I considered learning the fcgi spec but decided to cheat instead. tcpdump to the rescue!
A tcpdump of HHVM requests
We only really care about the 32 bytes of data used in the first request (indented for emphasis), which cleaned up a little look just like this:
0101 685c 0008 0000 0001 0000 0000 0000 0104 685c 0000 0000 0105 685c 0000 0000
Then to nc, the swiss army knife of networking
Sweet! That was easy!
Next, all that was needed was to iterate the HHVM instances and restart any duds.
#!/bin/bash
readonly PAYLOAD='0101 685c 0008 0000 0001 0000 0000 0000 0104 685c 0000 0000 0105 685c 0000 0000'
readonly HOST=127.0.0.1
supervisorctl status | awk '{print $1 " " $4 " " $6}' | tr -d ',' |
while read NAME PID UPTIME; do
PORT=${NAME##*_}
MATCHES=$(echo $PAYLOAD | tr -d ' ' | xxd -r -p | nc -w 3 $HOST $PORT | grep 'X-Powered-By: HHVM' | wc -l)
if [ $MATCHES -ne 1 ]
then
logger -s "$NAME is not functioning as expected, restarting..."

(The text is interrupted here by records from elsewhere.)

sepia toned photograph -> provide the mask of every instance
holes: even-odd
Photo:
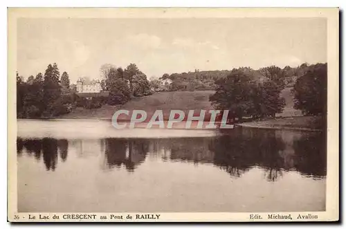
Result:
[[[338,220],[338,9],[8,11],[9,219]]]

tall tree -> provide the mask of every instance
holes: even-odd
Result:
[[[44,73],[44,105],[46,115],[54,115],[59,98],[61,86],[59,83],[60,73],[57,64],[49,64]]]
[[[327,64],[311,65],[294,84],[294,108],[307,115],[327,114]]]
[[[24,117],[24,102],[26,86],[24,79],[16,72],[17,77],[17,117]]]
[[[134,76],[137,74],[142,74],[135,64],[130,64],[125,70],[125,77],[129,80],[130,91],[133,91],[132,81]]]
[[[151,94],[150,85],[144,74],[136,74],[132,80],[132,93],[134,96],[149,95]]]
[[[116,68],[109,68],[104,81],[105,87],[109,91],[108,103],[111,105],[125,103],[130,98],[127,82],[123,78],[118,77],[118,73]]]
[[[284,88],[285,73],[280,68],[276,66],[271,66],[260,69],[260,72],[263,76],[274,82],[281,90]]]
[[[63,94],[70,92],[70,78],[69,77],[69,74],[66,71],[62,73],[61,85]]]
[[[209,100],[218,109],[230,110],[239,120],[253,112],[251,98],[253,79],[239,69],[232,70],[226,77],[217,80],[217,89]]]

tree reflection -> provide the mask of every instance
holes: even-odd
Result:
[[[26,152],[28,155],[34,156],[37,160],[43,161],[47,170],[55,171],[57,163],[58,149],[60,158],[65,161],[69,152],[69,142],[66,139],[57,140],[44,138],[42,139],[23,139],[17,138],[17,154]]]
[[[152,160],[161,158],[165,162],[212,164],[234,177],[257,167],[264,170],[267,181],[275,181],[289,170],[305,176],[325,176],[325,139],[320,133],[236,128],[215,137],[105,138],[91,145],[100,143],[100,147],[93,147],[92,151],[104,152],[109,168],[123,167],[133,172],[149,152]],[[37,160],[43,157],[46,168],[54,171],[58,154],[62,161],[67,160],[69,143],[66,139],[18,138],[17,151],[18,155],[25,152]],[[80,145],[72,144],[72,147],[77,147],[78,152]]]
[[[57,140],[57,147],[60,153],[60,158],[62,161],[65,161],[69,152],[69,142],[66,139],[60,139]]]
[[[55,170],[57,161],[57,140],[55,138],[44,138],[42,140],[42,152],[46,169]]]
[[[294,166],[297,170],[316,177],[327,175],[326,137],[325,134],[313,133],[294,141]]]
[[[149,141],[146,139],[106,138],[105,155],[109,167],[122,165],[133,172],[147,156]]]

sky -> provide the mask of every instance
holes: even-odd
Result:
[[[297,66],[327,62],[323,18],[19,19],[17,71],[28,77],[56,62],[71,82],[100,68],[136,64],[164,73]]]

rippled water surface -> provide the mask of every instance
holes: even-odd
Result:
[[[17,124],[19,212],[325,210],[321,133]]]

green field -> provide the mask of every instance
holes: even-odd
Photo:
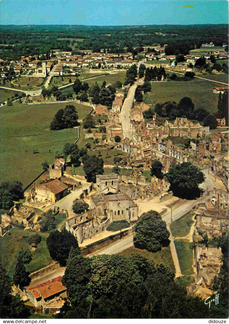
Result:
[[[152,64],[153,65],[161,65],[170,64],[170,60],[151,60],[147,61],[146,64]]]
[[[92,76],[93,75],[92,74]],[[98,83],[99,87],[101,87],[103,81],[106,81],[107,84],[111,83],[112,84],[114,84],[116,81],[118,80],[120,81],[122,83],[123,83],[124,82],[126,78],[125,72],[119,72],[117,73],[114,74],[108,74],[106,75],[104,75],[102,76],[98,76],[97,77],[92,79],[91,80],[87,80],[87,82],[88,84],[89,87],[90,87],[94,84],[96,82]],[[62,90],[63,93],[65,94],[68,92],[73,92],[73,89],[72,87],[69,87],[64,89]]]
[[[200,47],[200,48],[197,48],[195,50],[191,50],[189,51],[189,54],[197,54],[199,53],[207,53],[207,52],[211,52],[214,51],[221,51],[224,52],[224,47]]]
[[[192,249],[189,247],[189,240],[185,239],[174,240],[174,243],[182,274],[190,276],[193,273]]]
[[[63,80],[61,76],[53,78],[52,80],[52,83],[50,84],[49,86],[52,87],[54,86],[54,87],[59,87],[60,86],[65,85],[69,83],[69,79],[71,79],[72,82],[74,82],[76,79],[76,77],[63,76]]]
[[[0,102],[6,101],[8,98],[13,97],[16,93],[19,94],[20,93],[16,91],[11,91],[10,90],[4,90],[0,88]]]
[[[220,64],[222,65],[223,63],[225,63],[227,66],[228,66],[229,62],[227,59],[226,60],[216,60],[216,63],[218,64]]]
[[[13,84],[15,88],[21,90],[38,90],[43,80],[43,78],[26,76],[13,80],[12,84]]]
[[[215,84],[194,79],[186,82],[154,82],[152,86],[153,91],[150,95],[147,95],[145,103],[155,104],[169,101],[178,103],[183,97],[188,97],[192,100],[196,109],[204,108],[212,113],[217,110],[218,96],[213,93]]]
[[[107,228],[107,231],[111,232],[116,232],[123,228],[127,228],[130,227],[130,224],[124,219],[120,221],[116,221],[112,222],[111,224]]]
[[[171,253],[170,251],[169,246],[165,247],[162,248],[163,256],[162,260],[161,257],[161,251],[157,252],[149,252],[146,250],[141,250],[140,249],[136,249],[134,247],[131,247],[124,250],[122,252],[119,253],[121,255],[127,257],[130,255],[132,253],[141,253],[144,256],[150,259],[153,259],[156,263],[161,263],[162,262],[165,264],[167,264],[171,269],[174,271],[174,266],[173,264],[173,259],[172,258]]]
[[[67,69],[66,69],[67,70]],[[80,74],[79,76],[77,77],[80,80],[84,80],[85,79],[87,79],[88,78],[92,78],[94,76],[97,76],[97,75],[100,75],[101,73],[83,73]],[[69,83],[69,79],[72,80],[72,82],[74,82],[76,78],[76,76],[63,76],[62,80],[62,78],[61,76],[54,77],[52,80],[51,86],[54,86],[55,87],[59,87],[61,86],[64,86],[67,84]],[[55,81],[55,82],[54,81]]]
[[[77,137],[75,129],[50,132],[51,122],[66,103],[27,105],[15,103],[1,108],[0,176],[2,180],[18,179],[24,187],[42,171],[41,164],[52,163],[56,151]],[[74,103],[79,119],[91,110]],[[34,150],[39,153],[34,153]]]
[[[224,83],[229,83],[228,82],[228,74],[202,74],[200,76],[203,78],[206,79],[209,79],[210,80],[213,80],[214,81],[218,81],[219,82],[222,82]],[[220,85],[220,84],[212,83],[213,87],[223,87],[223,85]]]
[[[173,236],[182,237],[189,234],[191,226],[194,222],[192,217],[194,214],[193,212],[190,212],[170,224],[170,229]]]
[[[28,237],[35,232],[29,230],[24,230],[19,227],[11,228],[4,236],[0,238],[0,260],[11,278],[12,278],[17,263],[18,253],[21,249],[29,249],[30,244]],[[26,266],[27,270],[34,272],[51,263],[49,252],[46,244],[48,233],[39,232],[42,237],[41,242],[37,245],[35,251],[31,251],[33,260]]]
[[[99,148],[98,148],[98,150]],[[122,157],[122,156],[125,156],[127,154],[125,152],[122,152],[120,150],[117,150],[114,149],[113,150],[101,150],[100,152],[101,156],[98,156],[98,151],[89,151],[87,153],[88,155],[96,155],[97,156],[99,157],[100,159],[103,159],[104,161],[104,163],[108,164],[114,164],[114,158],[115,157],[115,156],[116,154],[121,154],[121,155],[119,155],[119,156]],[[107,157],[108,156],[110,157]]]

supervisorctl restart $NAME
fi
done
Since implementation, we’ve had no observed instability and can sleep a little easier. Next, we will likely implement ngx.location.capture_multi on our read requests so that one HHVM node can fail without any end-user impact.
I’m incredibly grateful for the work the HHVM team has put in, and fully intend to stick with it despite the bumps. Hats off to all those involved and the incredibly active community!